One of the most significant paradigm of modern business management is that individual businesses no longer compete as solely autonomous entities, but rather as supply chains. In today’s global marketplace, rapid technology development, globalization and customers’ varied expectations are changing the type of markets' competitions and firms no longer compete as independent entities with unique brand names, but rather as integral part of supply chain links (Min & Zhou, 2002; Boyaci & Gallego, 2004; Farahani et al. 2014).
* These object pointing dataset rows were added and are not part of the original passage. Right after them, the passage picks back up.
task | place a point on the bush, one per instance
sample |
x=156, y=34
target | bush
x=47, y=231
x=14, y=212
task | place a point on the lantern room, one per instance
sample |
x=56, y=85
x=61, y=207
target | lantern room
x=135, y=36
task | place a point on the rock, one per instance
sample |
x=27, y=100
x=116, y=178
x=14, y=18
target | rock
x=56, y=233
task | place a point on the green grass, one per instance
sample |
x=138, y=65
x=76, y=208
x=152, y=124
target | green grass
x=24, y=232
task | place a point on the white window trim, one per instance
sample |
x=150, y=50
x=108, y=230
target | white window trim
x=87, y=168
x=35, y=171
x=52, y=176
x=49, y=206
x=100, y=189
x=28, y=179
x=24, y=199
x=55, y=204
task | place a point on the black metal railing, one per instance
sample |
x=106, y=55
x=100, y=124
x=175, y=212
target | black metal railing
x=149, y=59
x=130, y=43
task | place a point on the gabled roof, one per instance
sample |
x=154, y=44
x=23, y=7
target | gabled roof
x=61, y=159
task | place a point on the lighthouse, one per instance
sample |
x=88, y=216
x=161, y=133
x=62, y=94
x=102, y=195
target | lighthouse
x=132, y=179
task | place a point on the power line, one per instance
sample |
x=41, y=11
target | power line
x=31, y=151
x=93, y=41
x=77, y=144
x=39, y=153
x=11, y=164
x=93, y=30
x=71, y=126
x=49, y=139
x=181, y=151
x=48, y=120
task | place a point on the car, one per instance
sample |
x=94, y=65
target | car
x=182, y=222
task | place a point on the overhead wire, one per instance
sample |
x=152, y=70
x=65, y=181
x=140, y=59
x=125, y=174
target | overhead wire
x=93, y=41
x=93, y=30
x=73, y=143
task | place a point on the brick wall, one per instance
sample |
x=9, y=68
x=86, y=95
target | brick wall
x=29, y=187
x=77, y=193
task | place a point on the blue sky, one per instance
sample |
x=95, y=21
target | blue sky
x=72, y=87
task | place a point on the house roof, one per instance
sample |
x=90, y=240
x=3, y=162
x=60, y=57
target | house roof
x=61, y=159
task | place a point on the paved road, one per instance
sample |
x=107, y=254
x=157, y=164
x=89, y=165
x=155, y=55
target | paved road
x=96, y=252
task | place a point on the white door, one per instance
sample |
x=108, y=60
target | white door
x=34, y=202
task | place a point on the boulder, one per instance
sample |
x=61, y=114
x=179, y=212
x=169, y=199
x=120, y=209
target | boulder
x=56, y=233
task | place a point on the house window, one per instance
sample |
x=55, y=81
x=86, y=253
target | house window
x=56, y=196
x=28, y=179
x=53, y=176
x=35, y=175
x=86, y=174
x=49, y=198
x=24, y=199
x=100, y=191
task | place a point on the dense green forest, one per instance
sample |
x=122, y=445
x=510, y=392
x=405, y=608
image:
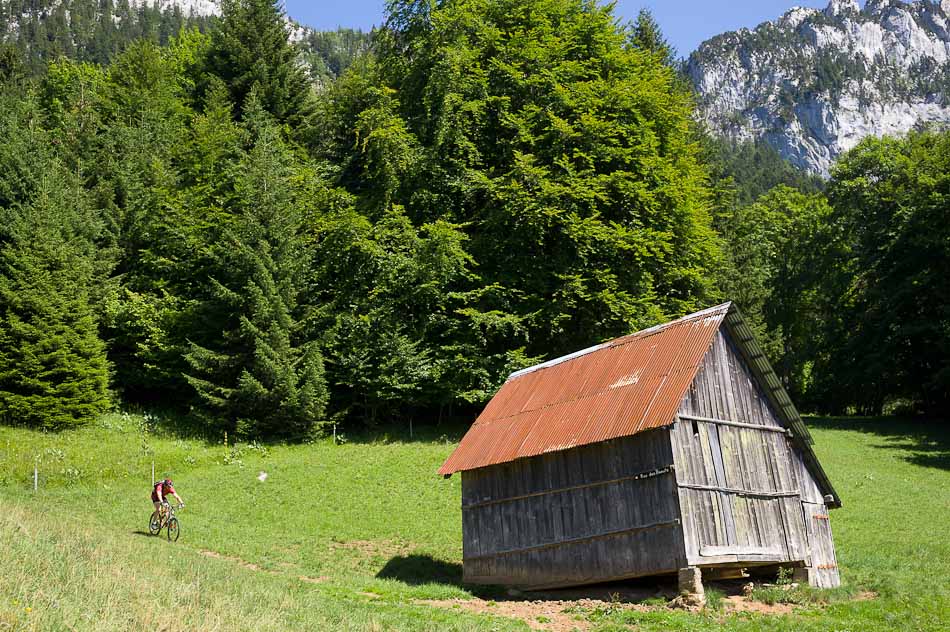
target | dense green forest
x=194, y=221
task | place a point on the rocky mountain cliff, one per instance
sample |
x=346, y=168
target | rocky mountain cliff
x=813, y=83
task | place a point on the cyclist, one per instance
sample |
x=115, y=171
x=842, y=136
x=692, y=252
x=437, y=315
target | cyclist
x=160, y=491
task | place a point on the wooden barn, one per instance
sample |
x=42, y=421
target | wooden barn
x=674, y=450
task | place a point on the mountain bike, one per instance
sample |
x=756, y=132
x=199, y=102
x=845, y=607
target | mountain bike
x=170, y=522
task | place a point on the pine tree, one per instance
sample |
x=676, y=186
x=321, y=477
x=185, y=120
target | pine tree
x=250, y=51
x=260, y=375
x=647, y=36
x=53, y=367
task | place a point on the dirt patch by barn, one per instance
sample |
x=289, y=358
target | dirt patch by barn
x=555, y=616
x=570, y=609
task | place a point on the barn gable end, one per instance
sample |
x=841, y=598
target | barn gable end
x=746, y=493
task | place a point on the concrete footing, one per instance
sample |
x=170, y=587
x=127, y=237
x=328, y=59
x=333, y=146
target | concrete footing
x=804, y=575
x=691, y=581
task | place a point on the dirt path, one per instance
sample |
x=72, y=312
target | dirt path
x=254, y=567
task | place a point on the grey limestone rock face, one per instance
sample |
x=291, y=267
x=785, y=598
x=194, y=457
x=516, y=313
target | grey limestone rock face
x=814, y=83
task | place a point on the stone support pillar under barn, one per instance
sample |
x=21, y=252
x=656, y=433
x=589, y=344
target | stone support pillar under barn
x=671, y=449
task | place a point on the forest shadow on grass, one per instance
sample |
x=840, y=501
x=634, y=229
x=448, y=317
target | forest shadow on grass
x=927, y=440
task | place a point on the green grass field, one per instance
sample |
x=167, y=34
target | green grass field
x=353, y=536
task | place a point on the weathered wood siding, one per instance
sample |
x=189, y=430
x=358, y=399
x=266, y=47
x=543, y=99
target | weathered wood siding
x=588, y=514
x=740, y=480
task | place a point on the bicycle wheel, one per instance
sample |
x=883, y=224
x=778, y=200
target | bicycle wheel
x=172, y=529
x=154, y=524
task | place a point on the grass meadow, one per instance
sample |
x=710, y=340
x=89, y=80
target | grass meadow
x=356, y=536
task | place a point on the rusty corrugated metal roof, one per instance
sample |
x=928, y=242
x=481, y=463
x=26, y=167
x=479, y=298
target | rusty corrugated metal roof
x=615, y=389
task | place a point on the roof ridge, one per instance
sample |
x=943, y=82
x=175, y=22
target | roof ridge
x=616, y=342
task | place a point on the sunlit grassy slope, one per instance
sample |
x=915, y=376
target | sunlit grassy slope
x=350, y=536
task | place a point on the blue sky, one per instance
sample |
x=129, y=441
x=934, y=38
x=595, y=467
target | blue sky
x=686, y=23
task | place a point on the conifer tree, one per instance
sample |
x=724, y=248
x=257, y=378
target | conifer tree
x=648, y=37
x=260, y=375
x=53, y=367
x=250, y=51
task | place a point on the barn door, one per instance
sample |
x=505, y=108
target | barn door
x=821, y=545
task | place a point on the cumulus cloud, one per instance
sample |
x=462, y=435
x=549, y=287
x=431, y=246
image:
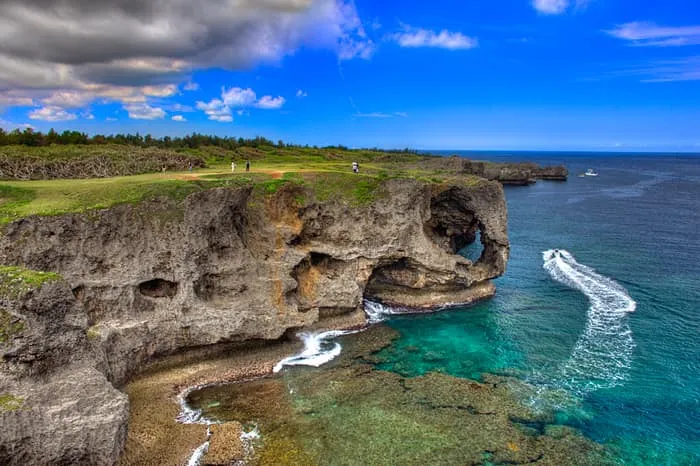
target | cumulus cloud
x=270, y=103
x=142, y=111
x=418, y=37
x=51, y=113
x=216, y=110
x=115, y=49
x=191, y=86
x=551, y=7
x=236, y=97
x=663, y=71
x=646, y=34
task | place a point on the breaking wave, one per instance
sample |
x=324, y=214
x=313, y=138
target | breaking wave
x=377, y=312
x=602, y=355
x=318, y=350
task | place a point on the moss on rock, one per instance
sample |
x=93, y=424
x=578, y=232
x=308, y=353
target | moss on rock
x=9, y=326
x=16, y=281
x=9, y=403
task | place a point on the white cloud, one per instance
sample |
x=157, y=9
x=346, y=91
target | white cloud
x=68, y=99
x=142, y=111
x=237, y=97
x=645, y=34
x=52, y=113
x=551, y=7
x=271, y=103
x=682, y=69
x=115, y=49
x=13, y=99
x=418, y=37
x=216, y=110
x=190, y=86
x=181, y=108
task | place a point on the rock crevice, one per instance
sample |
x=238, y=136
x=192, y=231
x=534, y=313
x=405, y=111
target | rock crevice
x=222, y=267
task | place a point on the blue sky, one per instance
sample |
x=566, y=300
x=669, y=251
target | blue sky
x=513, y=74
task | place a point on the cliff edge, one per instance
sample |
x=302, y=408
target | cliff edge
x=224, y=266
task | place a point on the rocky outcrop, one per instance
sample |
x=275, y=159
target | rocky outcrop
x=66, y=410
x=222, y=267
x=518, y=174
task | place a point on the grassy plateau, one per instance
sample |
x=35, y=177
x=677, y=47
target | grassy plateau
x=328, y=171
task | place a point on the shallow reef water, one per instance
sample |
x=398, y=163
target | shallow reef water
x=353, y=413
x=558, y=368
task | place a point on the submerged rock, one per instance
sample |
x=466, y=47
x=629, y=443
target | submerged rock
x=223, y=267
x=352, y=414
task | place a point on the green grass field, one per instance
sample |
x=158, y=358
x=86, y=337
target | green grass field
x=327, y=171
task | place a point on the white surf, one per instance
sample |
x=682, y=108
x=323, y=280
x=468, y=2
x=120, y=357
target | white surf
x=602, y=355
x=318, y=350
x=378, y=312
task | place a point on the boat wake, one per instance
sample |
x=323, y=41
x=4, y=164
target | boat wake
x=318, y=350
x=602, y=355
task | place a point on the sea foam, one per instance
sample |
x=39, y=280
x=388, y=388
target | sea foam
x=602, y=355
x=318, y=349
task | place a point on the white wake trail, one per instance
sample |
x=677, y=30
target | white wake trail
x=602, y=355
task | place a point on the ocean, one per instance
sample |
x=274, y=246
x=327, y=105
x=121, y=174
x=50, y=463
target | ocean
x=631, y=237
x=598, y=313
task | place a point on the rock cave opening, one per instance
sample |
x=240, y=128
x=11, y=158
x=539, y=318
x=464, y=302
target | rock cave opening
x=158, y=288
x=473, y=251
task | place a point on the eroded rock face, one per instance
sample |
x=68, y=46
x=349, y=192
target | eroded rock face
x=222, y=267
x=518, y=174
x=66, y=411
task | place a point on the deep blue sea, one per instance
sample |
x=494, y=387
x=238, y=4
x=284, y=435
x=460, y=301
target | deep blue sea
x=609, y=330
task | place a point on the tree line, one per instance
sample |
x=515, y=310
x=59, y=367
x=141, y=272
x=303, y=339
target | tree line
x=32, y=138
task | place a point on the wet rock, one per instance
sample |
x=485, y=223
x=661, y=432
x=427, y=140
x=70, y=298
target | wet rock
x=225, y=446
x=220, y=268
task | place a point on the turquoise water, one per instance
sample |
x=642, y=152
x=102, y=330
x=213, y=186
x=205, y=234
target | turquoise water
x=629, y=379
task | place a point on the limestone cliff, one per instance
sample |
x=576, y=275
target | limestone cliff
x=223, y=266
x=518, y=174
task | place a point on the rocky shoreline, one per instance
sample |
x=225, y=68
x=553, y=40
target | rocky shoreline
x=225, y=269
x=308, y=416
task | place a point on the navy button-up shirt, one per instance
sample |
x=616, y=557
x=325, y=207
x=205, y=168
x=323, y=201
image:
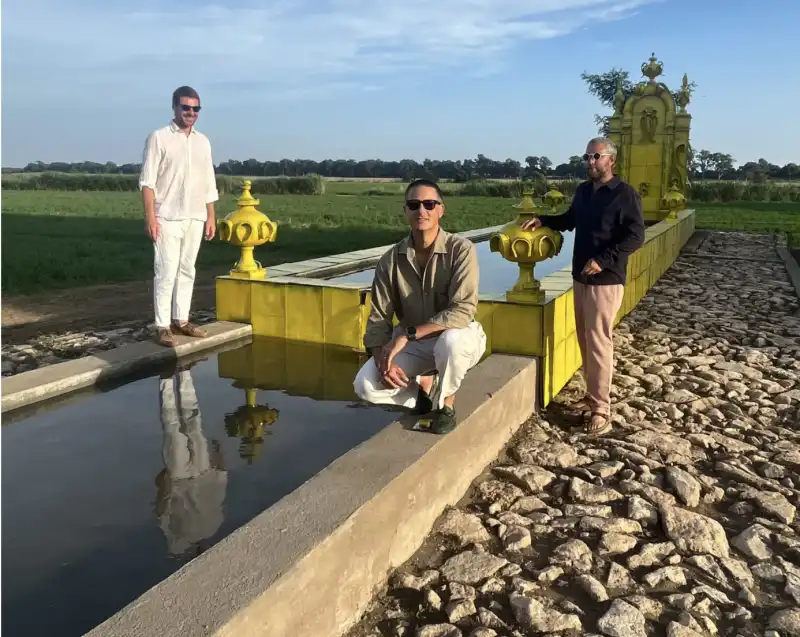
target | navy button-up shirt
x=609, y=226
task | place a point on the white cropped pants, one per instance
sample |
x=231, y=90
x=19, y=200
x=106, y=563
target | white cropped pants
x=175, y=255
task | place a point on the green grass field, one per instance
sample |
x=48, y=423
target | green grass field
x=57, y=239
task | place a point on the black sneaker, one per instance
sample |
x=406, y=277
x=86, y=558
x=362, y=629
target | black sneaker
x=445, y=421
x=425, y=400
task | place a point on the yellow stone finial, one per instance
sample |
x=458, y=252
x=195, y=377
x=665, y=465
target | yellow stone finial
x=526, y=248
x=653, y=68
x=247, y=228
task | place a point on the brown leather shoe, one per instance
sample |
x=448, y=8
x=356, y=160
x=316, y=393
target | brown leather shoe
x=164, y=337
x=188, y=329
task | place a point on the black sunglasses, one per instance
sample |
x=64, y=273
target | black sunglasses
x=594, y=156
x=429, y=204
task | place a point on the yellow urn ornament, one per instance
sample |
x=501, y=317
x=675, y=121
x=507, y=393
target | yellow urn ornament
x=247, y=227
x=526, y=248
x=673, y=201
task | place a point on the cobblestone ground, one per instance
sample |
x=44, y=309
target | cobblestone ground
x=681, y=522
x=49, y=349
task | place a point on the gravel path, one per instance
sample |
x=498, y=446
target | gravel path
x=681, y=522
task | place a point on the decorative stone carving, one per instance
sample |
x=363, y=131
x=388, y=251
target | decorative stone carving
x=649, y=122
x=651, y=131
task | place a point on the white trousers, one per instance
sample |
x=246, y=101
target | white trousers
x=452, y=354
x=173, y=282
x=195, y=495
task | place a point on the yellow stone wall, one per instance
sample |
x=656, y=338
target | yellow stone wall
x=304, y=314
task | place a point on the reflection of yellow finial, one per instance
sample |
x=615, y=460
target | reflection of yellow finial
x=246, y=228
x=248, y=423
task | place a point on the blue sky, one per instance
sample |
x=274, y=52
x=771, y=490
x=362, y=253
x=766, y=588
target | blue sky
x=388, y=79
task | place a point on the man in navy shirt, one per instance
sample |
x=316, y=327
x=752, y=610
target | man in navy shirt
x=606, y=214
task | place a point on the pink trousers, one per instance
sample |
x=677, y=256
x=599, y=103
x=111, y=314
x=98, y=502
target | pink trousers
x=596, y=307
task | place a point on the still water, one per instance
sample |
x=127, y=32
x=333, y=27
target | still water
x=106, y=496
x=496, y=274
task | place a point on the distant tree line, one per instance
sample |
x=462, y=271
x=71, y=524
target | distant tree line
x=703, y=164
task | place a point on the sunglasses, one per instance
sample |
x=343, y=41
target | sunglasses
x=429, y=204
x=595, y=156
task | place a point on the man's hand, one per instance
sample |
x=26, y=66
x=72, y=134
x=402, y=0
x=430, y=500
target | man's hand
x=392, y=376
x=531, y=224
x=152, y=228
x=395, y=378
x=390, y=350
x=211, y=229
x=591, y=268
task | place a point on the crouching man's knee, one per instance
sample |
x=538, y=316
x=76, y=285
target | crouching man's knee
x=466, y=344
x=367, y=381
A supply chain may be defined as an integrated process wherein a number of various business entities (i.e., suppliers, manufacturers, distributors, and retailers) work together in an effort to acquire raw materials, convert these raw materials into specified final products, and deliver these final products to retailers (Beamon, 1998). Thus, a supply chain is not a chain of businesses with one-to-one business-to-business relationships, but a network of multiple businesses and relationships, which offers the opportunity to capture the synergy of intra and inter company integration and management (Lambert & Cooper, 2000). Thus far, there has been relatively little guidance from academia, which in general has been following, rather than leading, business practice (Lambert et al. 1998). There is a need for building theory and developing normative tools and methods for successful supply chain management practice.

With the rapid growth of online information, it becomes urgent for search engines to be capable of searching web documents based on their content, rather than based on keywords as the traditional search tools do. The way of representing semantic models in computer science is through the ontologies. An ontology is a hierarchically structured set of terms to describe a domain. In an ontology, concepts, their properties and relationships, constraints and rules are described in a formal language which makes ontologies interpretable to a computer program. A domain ontology provides a vocabulary for representing and communicating knowledge in that domain and a set of relationships that hold among the terms in that vocabulary.

Several manufacturing ontologies have already been proposed in literature, most of them covering the early stages of product lifecycle (Guerra-Zubiaga & Young, 2008; Fiorentini et al. 2007; Young et al. 2007; Lu et al. 2008; Baxter et al. 2009, Antonelli et al. 2013, Bruno et al. 2014), while some recent works addressed the later stages, i.e., the maintenance and sustainability (Borsato, 2014; Igba et al. 2015). On the contrary, ontologies representing supply chains are less frequent (Scheuermann & Leukel, 2014).

In this work, an ontology representing the relationships among activities performed in a supply chain is defined and used to detect the potential relationships among SMEs in a network.

Key Terms in this Chapter

Paper Industry: The industry comprising companies that use wood as raw material and produce pulp, paper, board and other cellulose-based products.

Tissue Paper: A lightweight paper produced by paper pulp with the key properties of absorbency, thickness, brightness, stretch and comfort.

Ontology: A set of classes and relationships between classes to represent the concepts of a specific domain.

SME Network: A set of SMEs that cooperate by exchanging goods or information to reach a common objective.

Semantic Search: A data searching technique in a which a search query aims to not only find keywords, but to determine the intent and contextual meaning of the words a person is using for search.

Yellow Pages: The repository of businesses existing in a nation, organized by category, reporting the main information, such as the address and telephone of the company.